Arab Organisation for Human Rights in the UK (AOHR UK) has condemned the arrest of Palestinian lawyer Muhannad Karajah, director of the group Lawyers for Justice, by the Palestinian Authority’s Security Services on fabricated charges. AOHR UK warned that the move marks a serious escalation in the ongoing campaign to restrict human rights defenders and lawyers engaged in public freedoms cases, reflecting a deepening deterioration in judicial independence and the rule of law across the Palestinian territories.
AOHR UK explained that the Public Prosecution issued an order on Wednesday, 29 October 2025, to detain Karajah for 48 hours following his summons for questioning. He was charged with “inciting sectarian strife” and “spreading false information intended to cause panic”, under laws dating back to the 1950s and 1960s, charges that are routinely used as instruments to punish critics and opponents of the Authority.
AOHR UK considers the accusations against Karajahto be based on deliberately fabricated digital materials and circulated as part of a coordinated smear and incitement campaign targeting him personally and the rights group he leads. Anticipating his arrest, Karajah had recorded a video detailing his detention at the Jordan Bridge upon returning from travel, where he was interrogated and instructed to meet with the intelligence service before being released, yet remained under threat of rearrest. He requested that the video be published in the event of his detention. After his arrest, the video was released, in which he stated that he had received death threats, as had his family and staff members, in an apparent effort to intimidate him. He stressed that he had filed formal complaints with the Public Prosecution concerning these threats, but they had been entirely ignored. He also announced that he would begin a hunger strike upon arrest, in protest against the fabricated charges and the targeting of his professional and human rights work.
AOHR UK emphasised that Karajah’s arrest is not an isolated incident, but part of an ongoing pattern of persecution and arbitrary detention targeting activists, lawyers, and human rights defenders in the West Bank, amid a climate of impunity and systematic silencing of dissent. This, it said, reflects a broader policy aimed at undermining civil space and subjugating independent rights institutions.
It further noted that the arrests and repression carried out by the Palestinian Authority’s security apparatus form part of the security coordination framework and a policy of rearrest, whereby those detained by the Israeli occupation are subsequently detained or interrogated by the Authority’s security forces, and vice versa. AOHR UK added that this cooperation continues amid an escalating campaign of annihilation in the West Bank, where Israeli forces and settler militias are seizing land, expanding settlements, attacking and burning civilian property, demolishing homes, shooting and killing Palestinians, bombing houses, and conducting widespread arbitrary arrests.

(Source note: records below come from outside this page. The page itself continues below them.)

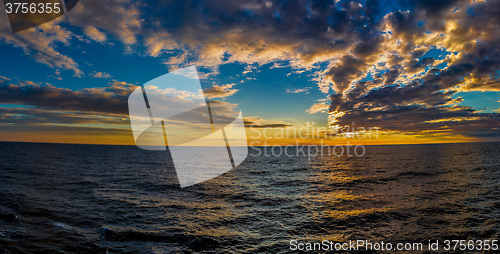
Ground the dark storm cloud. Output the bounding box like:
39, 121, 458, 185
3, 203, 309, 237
0, 82, 135, 114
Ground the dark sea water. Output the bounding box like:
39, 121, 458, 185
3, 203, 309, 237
0, 142, 500, 253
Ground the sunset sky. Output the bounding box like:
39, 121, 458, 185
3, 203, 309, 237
0, 0, 500, 144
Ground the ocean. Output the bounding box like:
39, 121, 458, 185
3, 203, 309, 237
0, 142, 500, 253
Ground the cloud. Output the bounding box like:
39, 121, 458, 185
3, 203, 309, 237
0, 78, 136, 114
203, 84, 238, 98
306, 102, 330, 114
243, 117, 293, 129
286, 87, 311, 94
83, 26, 106, 42
91, 72, 111, 78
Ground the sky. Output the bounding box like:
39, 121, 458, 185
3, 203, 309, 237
0, 0, 500, 145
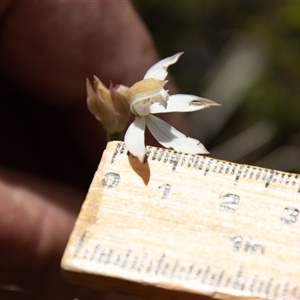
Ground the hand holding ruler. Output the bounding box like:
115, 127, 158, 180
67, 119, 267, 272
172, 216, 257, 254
61, 141, 300, 300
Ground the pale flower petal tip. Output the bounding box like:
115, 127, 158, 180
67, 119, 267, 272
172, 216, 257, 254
189, 97, 222, 108
144, 52, 183, 80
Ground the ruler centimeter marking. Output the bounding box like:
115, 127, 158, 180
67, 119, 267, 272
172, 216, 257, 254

AOHR UK called on the Palestinian Authority to immediately and unconditionally release lawyer Muhannad Karajah, drop all charges against him, and end all forms of intimidation and harassment targeting those working in the legal and human rights fields.
It also urged the Palestinian Bar Association to assume its legal and moral responsibility in defending its members, to take a clear stance against this assault on the freedom of legal practice, and to act to ensure that such violations are not repeated.
Furthermore, AOHR UK appealed to the UN Special Rapporteurs on freedom of expression and on human rights defenders, as well as to the European Union and human rights missions of supporting states in Palestine, to intervene urgently to follow up on the case, ensure Karajah’s release, and protect human rights defenders from the systematic targeting that threatens the very existence of civil society in the Palestinian territories.
AOHR UK warned that the Palestinian Authority’s continued use of the judicial and security systems as tools of political repression will only deepen the public’s loss of trust in the judiciary, worsen internal divisions, and further tarnish the Authority’s image before the international community. It urged the Authority to uphold its international obligations and to guarantee freedom of expression and human rights work without restriction or reprisal.